Radiation Shields from Space Debris and Astronaut Junk

A disc produced by heating and compressing a sample of trash simulants. The discs are being tested for various conditions and the discs could be used in space to create radiation shields or for other tasks.

CREDIT: NASA

Humans produce trash just about everywhere they go, including space, which will pose a problem for astronauts on long voyages to other planets. But scientists have found a way to transform this space detritus into something useful: a radiation shield.

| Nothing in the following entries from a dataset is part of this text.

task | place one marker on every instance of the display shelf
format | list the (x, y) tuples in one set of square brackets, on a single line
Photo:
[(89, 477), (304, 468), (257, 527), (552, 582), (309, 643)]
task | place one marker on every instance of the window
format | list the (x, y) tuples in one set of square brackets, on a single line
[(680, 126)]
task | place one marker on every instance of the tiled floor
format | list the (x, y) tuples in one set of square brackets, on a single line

Since flinging garbage out the door is not an option, engineers at NASA are testing how a novel on-board trash compactor could give new life to discarded water bottles, clothing scraps, duct tape and other waste on deep-space missions.

The space trash compactor is not like the giant one on the Death Star that nearly squashed Luke Skywalker and the gang in the first "Star Wars" film. This one is smaller, producing circular tiles of trash 8 inches (20 centimeters) wide and a half-inch (1.3 cm) from a single day's worth of garbage. The discs then could be stowed away, or even used for radiation shielding to protect a spacecraft’s crew, NASA officials said.

"One of the ways these discs could be re-used is as a radiation shield because there's a lot of plastic packaging in the trash," Mary Hummerick, a Qinetiq North America microbiologist at Kennedy Space Center in Florida working on the project, said in a statement.

"The idea is to make these tiles, and, if the plastic components are high enough, they could actually shield radiation."